Bild: Ein echtes Must-have
Paris taz | Schnell noch ein Schampusfläschchen, eine Sonnenbrille und ein
Duftwasser, die Kosmetiktaschen in Reisegröße stehen zum Abgreifen bereit.
Der Pragmatismus eines Duty Free Shops, wie ihn sich Business People und
Last-Minute-Souvenirshopper nur wünschen können. Doch ein Blick über die
Regalreihen zeigt: In dieser Duty Free Umgebung gucken ausschließlich
Chinesen über die Produktauswahl und VerkäuferInnen beraten sie in
Landessprache. Selbst die Schilder sind auf Chinesisch. Wir befinden uns
nicht etwa in Fernost und auch nicht am Flughafen, sondern mitten auf der
Pariser Einkaufsstraße Boulevard Hausmann, in einem Ableger der
Kaufhauskette Lafayette. Weltweit eilt der Marke ihr Luxusimage voraus.
Doch wo ist sie hin, die große Einkaufsbühne? Für seine wichtigste
Kundschaft hat das Haus sein Konzept vom exklusiven Einkaufserlebnis
aufgegeben und den chinesischen Touristen ihre eigene Filiale gebaut.
Willkommen im Shopping and Welcome Center Paris!
Als wäre der neue Spross aus dem Mutterhaus hinausgefegt worden, liegt er
nur ein paar Schritte den Boulevard hinunter. Im Vergleich zur breiten
Brust der Gründerstätte macht die Neueröffnung hinter der goldbraun
verkleideten Fassade einen geduckten Eindruck – bloß nicht auffallen. Doris
ist eine ehemalige Verkäuferin des Welcome Center.
Sie beobachtet den Einkaufsstrudel der chinesischen Touristengruppen: Wie
die eine durch die Eingangstür hineinspaziert, während am anderen Ende des
Schaufensters, durch die Ausgangstür, ein Guide sein Gefolge wieder aus dem
Laden rausdirigiert. Doris ist sehr elegant, dunkelroter Lippenstift zu
Pelzmantel. „Es geht nicht mehr um das Shoppingerlebnis“, sagt sie,
„sondern um den reinen und massenhaften Verkauf von Luxusgütern.
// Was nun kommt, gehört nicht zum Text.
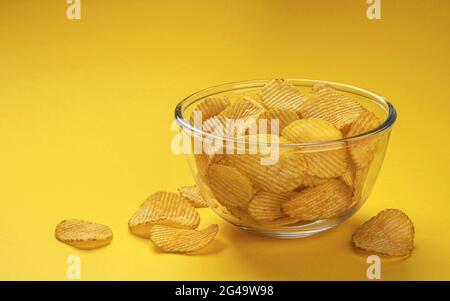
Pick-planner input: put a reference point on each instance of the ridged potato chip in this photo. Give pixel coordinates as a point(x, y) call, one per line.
point(266, 206)
point(230, 187)
point(175, 240)
point(283, 116)
point(321, 163)
point(164, 208)
point(278, 93)
point(363, 151)
point(390, 232)
point(245, 108)
point(322, 201)
point(283, 176)
point(193, 195)
point(83, 234)
point(327, 103)
point(311, 181)
point(210, 107)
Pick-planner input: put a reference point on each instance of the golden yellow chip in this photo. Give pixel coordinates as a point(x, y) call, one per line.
point(193, 195)
point(321, 163)
point(283, 116)
point(283, 176)
point(359, 182)
point(83, 234)
point(210, 107)
point(322, 201)
point(279, 94)
point(245, 108)
point(164, 208)
point(390, 232)
point(230, 187)
point(310, 181)
point(266, 206)
point(363, 151)
point(327, 103)
point(175, 240)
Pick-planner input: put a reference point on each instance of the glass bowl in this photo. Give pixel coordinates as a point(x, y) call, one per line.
point(359, 180)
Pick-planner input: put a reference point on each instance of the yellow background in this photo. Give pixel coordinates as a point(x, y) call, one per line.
point(86, 108)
Chinesische Touristen bringen so viel Geld, sie sind selbst zu einer Ware
im Warenhaus geworden.“
## Entfesselter Konsumrausch
Als Doris hier noch arbeitete, vermisste sie das bunte Treiben, das von den
Pariser Straßen in die Läden schwappt. Wie alle VerkäuferInnen hier hat sie
chinesische Wurzeln. Nicht zuletzt deshalb war Doris angestellt. Viele
Asiaten wählen einen westlichen Namen, weil Europäer sich die echten Namen
angeblich nicht merken können. „Auch so eine Art Service“, lacht Doris, die
auch für den gemeinsamen Blick auf die Luxusbranche es bei der Anonymität
ihres Fantasienamens belassen will.
Eben mit der Maximierung seines Servicestandards begründet das Lafayette
die Eröffnung des Welcome Center und verspricht ein „effizientes
Einkaufserlebnis“, maßgeschneidert für chinesische Reisegruppen. Doch
dahinter verbirgt sich auch die Geschichte, eines vom Konsumrausch
entfesselten Zusammenpralls zweier Kulturen. Immer zahlreicher reisen
Chinesen nach Paris. Die Besucherzahl hat sich in den vergangenen fünf
Jahren auf eine knappe Million verdoppelt. Von dem Kuchen profitieren vor
allem Einkaufstempel wie die Galeries Lafayette. Das Publikum aus Fernost
kaufte in einer Masse, dass die Verantwortlichen der Einkaufskette
plötzlich um ihr Image sorgten.
Wenn Doris daran denkt, klingt sie ernüchtert. Vor etwa zwei Jahren gab es
viele Beschwerden über die chinesischen Touristen, die heimische Kundschaft
verschwand zunehmend von der Verkaufsfläche. „Es ist traurig, dass die
Kunden zweier Kulturen anscheinend nicht mal zusammen einkaufen können“,
sagt Doris.
Das Lafayette machte aus der Not ein Geschäft und trennte die vermögenden
Herden. Die chinesische Kundschaft sollte ihr Geld außerhalb der
alteingesessenen Einkaufswelt ausgeben. So steht von nun an „Shopping and
Welcome Center“ über einer neuen Ladentür, und auch ein wenig Lafayette. In
Blockschrift aber, nicht in den geschwungenen Serifen. Auf ihren
Europatrips reisen chinesische Touristen noch überwiegend in Gruppen.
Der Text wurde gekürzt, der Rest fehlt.